In particular, that means that no non-security-expert should be touching any of the cryptographic primitives directly. They shouldn't be thinking at the level of AES, SHA-1, etc. Instead, they should be using high-level functions to encrypt and sign messages, and to "hash" passwords.
Why? Because otherwise, people get misled into thinking that:
- AES-256 is "great encryption", despite the fact that they're using it in ECB mode, or using non-random IV values, etc. (In some modes, non-random but unique IVs is okay. In others, not so much.)
- They can use the same symmetric key for encrypting multiple messages (or worse, store the symmetric key in the code for direct use).
- They might even decide to use a passphrase as the key directly, without using any key derivation functions.

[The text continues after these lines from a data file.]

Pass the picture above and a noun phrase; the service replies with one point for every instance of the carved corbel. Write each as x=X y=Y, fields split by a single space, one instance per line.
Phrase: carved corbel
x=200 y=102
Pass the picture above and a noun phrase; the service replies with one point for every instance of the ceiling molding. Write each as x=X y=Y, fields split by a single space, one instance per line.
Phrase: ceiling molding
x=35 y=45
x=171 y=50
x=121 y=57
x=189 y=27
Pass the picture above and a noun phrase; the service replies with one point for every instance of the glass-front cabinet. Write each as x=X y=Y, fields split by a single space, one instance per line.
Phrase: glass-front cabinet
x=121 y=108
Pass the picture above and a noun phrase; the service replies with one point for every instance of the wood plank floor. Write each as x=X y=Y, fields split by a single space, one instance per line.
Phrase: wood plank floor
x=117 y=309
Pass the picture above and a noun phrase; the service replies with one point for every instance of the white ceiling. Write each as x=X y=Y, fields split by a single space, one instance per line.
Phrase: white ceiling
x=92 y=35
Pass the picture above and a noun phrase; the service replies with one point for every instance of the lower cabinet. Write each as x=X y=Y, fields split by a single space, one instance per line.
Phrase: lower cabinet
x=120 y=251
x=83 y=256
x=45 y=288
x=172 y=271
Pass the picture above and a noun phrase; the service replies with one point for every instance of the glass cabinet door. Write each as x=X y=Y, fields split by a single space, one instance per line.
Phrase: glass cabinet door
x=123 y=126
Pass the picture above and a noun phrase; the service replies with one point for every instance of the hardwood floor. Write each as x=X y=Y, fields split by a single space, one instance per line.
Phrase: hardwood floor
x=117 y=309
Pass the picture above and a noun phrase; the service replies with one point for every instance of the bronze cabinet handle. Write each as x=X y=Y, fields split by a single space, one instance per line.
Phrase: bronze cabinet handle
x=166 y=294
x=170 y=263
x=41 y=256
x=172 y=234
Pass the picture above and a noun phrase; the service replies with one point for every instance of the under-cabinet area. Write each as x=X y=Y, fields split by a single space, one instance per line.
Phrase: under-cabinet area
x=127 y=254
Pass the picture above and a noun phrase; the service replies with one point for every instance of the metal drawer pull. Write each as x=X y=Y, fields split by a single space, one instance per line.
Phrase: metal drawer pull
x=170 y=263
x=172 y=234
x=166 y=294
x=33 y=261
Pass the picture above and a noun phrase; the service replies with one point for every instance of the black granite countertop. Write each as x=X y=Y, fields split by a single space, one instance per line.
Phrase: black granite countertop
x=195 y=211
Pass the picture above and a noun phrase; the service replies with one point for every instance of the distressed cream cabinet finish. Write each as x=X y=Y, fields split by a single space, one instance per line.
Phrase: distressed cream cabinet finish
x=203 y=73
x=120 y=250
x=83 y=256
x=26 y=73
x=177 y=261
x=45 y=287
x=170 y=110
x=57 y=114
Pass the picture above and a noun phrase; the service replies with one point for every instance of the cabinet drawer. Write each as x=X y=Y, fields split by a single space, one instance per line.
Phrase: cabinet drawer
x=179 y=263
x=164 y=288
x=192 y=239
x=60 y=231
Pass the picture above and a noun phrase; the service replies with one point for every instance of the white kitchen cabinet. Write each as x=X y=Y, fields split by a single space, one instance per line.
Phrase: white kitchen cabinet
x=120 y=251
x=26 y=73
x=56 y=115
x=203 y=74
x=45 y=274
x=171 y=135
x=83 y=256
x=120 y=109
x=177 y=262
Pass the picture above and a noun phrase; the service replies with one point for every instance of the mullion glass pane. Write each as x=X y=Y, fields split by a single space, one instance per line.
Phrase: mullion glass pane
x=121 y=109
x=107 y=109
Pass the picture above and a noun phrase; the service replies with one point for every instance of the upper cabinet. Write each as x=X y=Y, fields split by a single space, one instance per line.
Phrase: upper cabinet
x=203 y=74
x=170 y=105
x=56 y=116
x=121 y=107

- They can use RSA to encrypt data directly.
- They can simply "salt and MD5" their passwords to keep them safe. (If you think rainbow tables are the weakest link, think again.)
Just to be on the same page, none of the above items are okay. If you don't get that, then you shouldn't be touching crypto with a 10-foot pole! (AES-256 is great encryption, but only if you use it properly. "It's not the size that matters, it's what you do with it." :-))
What kind of high-level functions am I talking about? I personally recommend the use of an OpenPGP (for data at rest) or SSL (for data in motion) library. These protocols rigidly specify the correct use of asymmetric, symmetric, and hash algorithms. For example, with OpenPGP:
- It does not use RSA to encrypt data directly, but instead generates a random session (symmetric) key per message (this is important), and uses RSA to encrypt that session key.
- It uses a key derivation function to transform passphrases into keys. (In OpenPGP parlance, it's called an S2K, but I think "key derivation function" is the more standard term.)
- It handles picking a good mode, so you will never end up using ECB.
- It handles key management for you, so you don't have to make ad-hoc decisions about which keys are trustworthy, etc.
Summary: if you're not a security expert, and you're thinking at the level of AES, or SHA-1, or (heaven forbid) MD5, you're doing it wrong. Use a library written by security experts (like Bouncy Castle), that implement protocols designed by security experts (like OpenPGP for encryption, or bcrypt or scrypt for password hashing), instead of rolling your own.
I'm not a crypto expert by any means, but I know enough not to try to design my own ad-hoc protocols. Just to be clear, this entire post is Cryptography 101 material. So if this post doesn't 100% make sense to you, then you definitely should not get anywhere near cryptography.